In a large, heavy pot (preferably a porcelain coated cast iron Dutch oven) combine:

6 pounds figs, washed and quartered
zest and juice of 1 lemon
2-3 cups sugar (use 2 if your figs are really, really sweet)
2 cups bourbon  (you can leave it out for regular fig jam)
1 teaspoon kosher salt
5 Tablespoons low-sugar pectin

Let the mixture sit for an hour, stirring every 15 minutes.  The alcohol in the bourbon is going to unlock flavor compounds in the figs and lemons that would never be unlocked with simple cooking.

Place the pot over medium heat and bring to a gentle simmer, stirring frequently.  Then lower the heat to medium low and maintain a bare simmer until the mixture is reduced by about 1/3 and is thick and caramelized.  Stir frequently to make sure it’s not sticking to the bottom.  This process can take several hours.  You’ll know it’s ready when the watery stuff at the top of the pot is gone and doesn’t reappear after stirring.  The whole mixture will be thick and look like this:

While the jam is reducing, sterilize 8 pint jars or 16 half pints.  (I do this by filling them half full of water, microwaving them until the water boils, then placing them upside down on a cooling rack in a 280F oven until dry.  You can also run them through the dishwasher on the sterilize cycle, and fill them when they’re hot.)  Place the rings and gum-ringed lids in a pot of 160F water for a few minutes to sterilize.

When the jam is ready, ladle the hot jam into the hot jars, leaving 1/2″ of airspace at the top, and try to eliminate air bubbles in the jam by poking them with a sterilized knife.  It’s important that ANYTHING that comes in contact with the jam be sterilized to avoid infecting them with wild bacteria.  (Sterilize utensils in a bucket of water that’s had a couple of Tablespoons of bleach added per gallon of water.)

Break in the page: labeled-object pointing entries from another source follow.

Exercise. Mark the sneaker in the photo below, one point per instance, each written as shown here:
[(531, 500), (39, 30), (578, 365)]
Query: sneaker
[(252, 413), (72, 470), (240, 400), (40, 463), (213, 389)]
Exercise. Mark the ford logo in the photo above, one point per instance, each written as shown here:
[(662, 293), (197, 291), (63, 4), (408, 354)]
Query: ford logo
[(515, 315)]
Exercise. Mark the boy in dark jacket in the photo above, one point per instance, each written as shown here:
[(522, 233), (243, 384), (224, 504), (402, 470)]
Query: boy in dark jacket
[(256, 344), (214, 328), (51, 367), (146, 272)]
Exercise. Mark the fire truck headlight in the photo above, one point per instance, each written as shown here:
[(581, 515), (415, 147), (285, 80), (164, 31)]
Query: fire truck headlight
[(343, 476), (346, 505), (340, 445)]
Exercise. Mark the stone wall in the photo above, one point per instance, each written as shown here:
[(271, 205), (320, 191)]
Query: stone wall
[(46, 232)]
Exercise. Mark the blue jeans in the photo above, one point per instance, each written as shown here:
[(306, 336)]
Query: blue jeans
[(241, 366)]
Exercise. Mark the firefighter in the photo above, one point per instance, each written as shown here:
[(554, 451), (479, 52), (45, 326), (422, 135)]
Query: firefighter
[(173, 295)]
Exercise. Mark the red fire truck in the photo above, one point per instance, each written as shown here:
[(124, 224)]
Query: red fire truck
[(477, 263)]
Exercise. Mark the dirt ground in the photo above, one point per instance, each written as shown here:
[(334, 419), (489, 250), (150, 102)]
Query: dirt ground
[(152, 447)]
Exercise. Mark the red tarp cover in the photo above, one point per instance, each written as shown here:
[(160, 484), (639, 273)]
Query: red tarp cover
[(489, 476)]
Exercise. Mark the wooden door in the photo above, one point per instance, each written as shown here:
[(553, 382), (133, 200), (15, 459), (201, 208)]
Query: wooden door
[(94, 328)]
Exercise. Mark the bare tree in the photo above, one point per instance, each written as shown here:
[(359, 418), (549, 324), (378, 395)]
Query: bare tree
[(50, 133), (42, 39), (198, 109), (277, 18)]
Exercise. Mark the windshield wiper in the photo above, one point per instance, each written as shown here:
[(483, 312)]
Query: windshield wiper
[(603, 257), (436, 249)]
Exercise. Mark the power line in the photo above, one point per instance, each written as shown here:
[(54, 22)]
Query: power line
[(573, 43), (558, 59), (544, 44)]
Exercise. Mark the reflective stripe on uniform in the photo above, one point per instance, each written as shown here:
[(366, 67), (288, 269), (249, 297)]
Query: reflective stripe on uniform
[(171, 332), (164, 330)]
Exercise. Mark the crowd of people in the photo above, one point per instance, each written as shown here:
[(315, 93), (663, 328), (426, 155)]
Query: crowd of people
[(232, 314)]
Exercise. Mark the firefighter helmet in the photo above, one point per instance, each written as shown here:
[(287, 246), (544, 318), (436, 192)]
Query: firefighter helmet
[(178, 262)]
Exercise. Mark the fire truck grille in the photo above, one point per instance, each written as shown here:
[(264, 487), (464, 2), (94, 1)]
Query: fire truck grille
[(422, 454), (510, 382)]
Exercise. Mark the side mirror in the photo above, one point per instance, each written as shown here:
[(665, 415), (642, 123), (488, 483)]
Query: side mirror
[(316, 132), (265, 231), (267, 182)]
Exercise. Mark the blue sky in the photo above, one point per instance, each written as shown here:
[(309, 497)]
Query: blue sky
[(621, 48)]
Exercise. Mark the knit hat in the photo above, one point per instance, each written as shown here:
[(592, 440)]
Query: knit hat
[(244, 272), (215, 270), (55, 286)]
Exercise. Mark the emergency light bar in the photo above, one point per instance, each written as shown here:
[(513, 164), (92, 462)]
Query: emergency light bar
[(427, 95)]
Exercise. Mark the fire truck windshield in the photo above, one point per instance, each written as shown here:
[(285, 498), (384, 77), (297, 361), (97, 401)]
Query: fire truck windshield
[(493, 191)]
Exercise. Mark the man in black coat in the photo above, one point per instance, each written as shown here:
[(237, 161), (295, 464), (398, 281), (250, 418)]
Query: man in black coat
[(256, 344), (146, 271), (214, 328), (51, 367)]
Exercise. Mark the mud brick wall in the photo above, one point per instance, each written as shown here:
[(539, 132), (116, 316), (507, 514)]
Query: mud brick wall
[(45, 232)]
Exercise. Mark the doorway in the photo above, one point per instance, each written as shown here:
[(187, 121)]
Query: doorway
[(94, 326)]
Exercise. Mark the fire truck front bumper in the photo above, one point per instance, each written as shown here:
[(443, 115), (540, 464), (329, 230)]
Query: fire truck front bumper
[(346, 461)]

Using a canning funnel will help avoid a big mess while filling jars.  Wipe the rim of the jar clean with a clean paper towel, or a clean rag soaked in your sterilizing liquid.  Any jam present on the rim of the jar will prevent it from sealing properly, and you don’t want botulism.

Tighten the jars snugly but NOT crazy-tight…by hand and let them cool to room temperature.  As they cool, the lids will pop down with suction.  Any lids that you can still press and they flex and make a popping sound did not seal properly.  Put these in the fridge and eat them over the course of the next month.

Fig jam isn’t just for toast and biscuits.  It’s brilliant with aged cheese.  Turn it into salad dressing.  Top ice cream with it.  My favorite mixologist, Gabe Sanchez at the Black Swan Saloon in Dallas, takes a spoon full of fig jam, torches it until it’s bruleed, and blends it into cocktails.  Uh…yum!

13 Responses to Bourbon Fig Jam

  1. After 4 hours of hot, itchy, sticky, fig picking, I was able to make two full batches of your jam, (plus a batch of fig and balsamic).

    The chore of picking figs in the heat was so worth it! Such a wonderful recipe… I did two separate batches, one using Buffalo Trace Bourbon and the other using Larceny Bourbon… both came out delicious!

    The Buffalo Trace has a lovely subtle flavor that compliments the figs really well, whereas the Larceny has an interesting warmth to it that is vaguely reminiscent of red hots. I honestly can’t decide which I like better!

    Thanks again for sharing this recipe!

  2. Hi,
    I had to buy the figs….they cost forty dollars! However, the fig jam is amazing!
    Thanks for the recipe.
    Jude

  3. Ben, Thank you for a wonderful recipe. I only had 2 pounds of figs, so I cut the recipe in thirds and used lavender honey instead of white sugar. The jam tastes wonderful.

  4. My father in law has a fig tree! I love it so much. But I do have to share with other family members… can I assume it’s okay to cut this recipe in half?